The primary red striped onto the black, the dye
          spotting the mirror and sink with
a kind of gore, a sulfur that is in the air for days:
          you are twenty-two and this means

even folly has its own exacting nature. The hair
          turned red, as easily as last month’s
blue; the puggish, miniature barbell pierced into
          a nipple. At the club I watch you on top

of the speaker, tearing the shirt your brother gave
          you, the music a murderous brightness
in the black room. Now you want it all off, down
          to clear scalp. Your head in foam,

you ask me to do the places you can’t properly
          reach: the neck’s mossy hairs, the back’s
escarpment, an edge of bone the razor nicks
          to small blood, tasting like peppermint

and metal on my tongue. In the used-bookstore
          this afternoon, in the master’s book of
drawings, pencil sketches of the heads of horses,
          whose long nostrils had been slit open

as custom demanded. The Icelanders, Mongols,
          and Italians finding a measurable
efficiency in what they could see: the horses, even
          in their speed, as though not breathing.

***

Hi Friends,

Today’s poem is from Rick Barot‘s new collection Want (2008).
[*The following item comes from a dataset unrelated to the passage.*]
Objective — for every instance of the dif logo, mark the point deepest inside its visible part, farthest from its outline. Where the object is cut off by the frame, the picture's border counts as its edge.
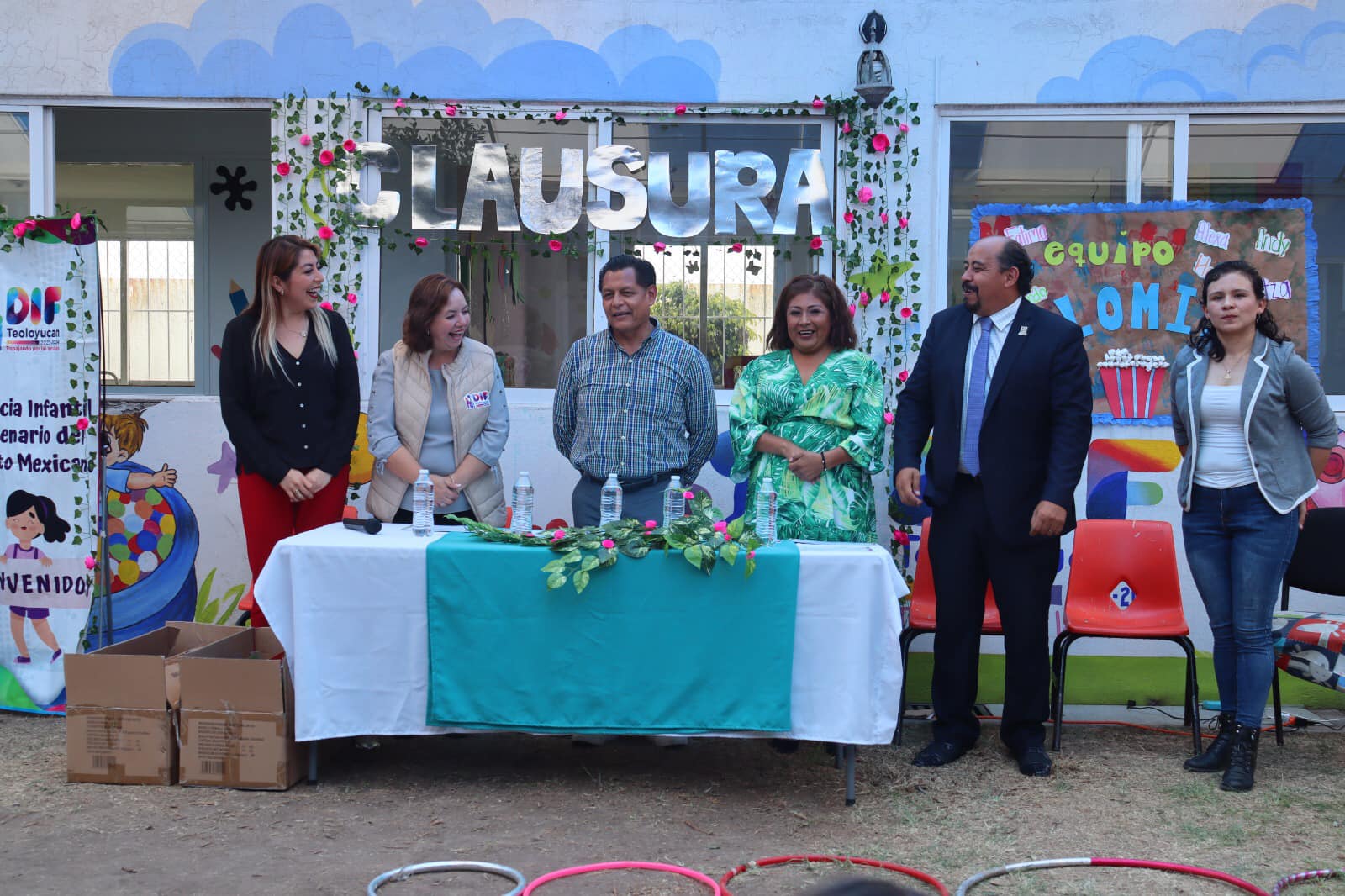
(37, 308)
The drawing referenced in the last two stanzas is probably “The Slashed Nostrils of Horses” by the Italian artist Antonio Pisanello, part of the Louvre collection. In the Early Reniassance period, horse racing was big business, and in some cultures horse racers believed that slitting the nostrils allowed a horse to take in more air, making it faster.

A visually memorable tidbit of history. But then again, “The Horses” isn’t really about the horses. Why do you think Barot chose this title?

April is National Poetry Month, and I am celebrating by emailing out my own eclectic selection of one poem per day for the duration of the month. You can always learn more about National Poetry Month or sign up for a more official-like poem-a-day list at www.poets.org, the website of the Academy of American Poets.

Best,
Ellen

Poet Rick Barot was also featured for Poem-a-Day April 19, 2007.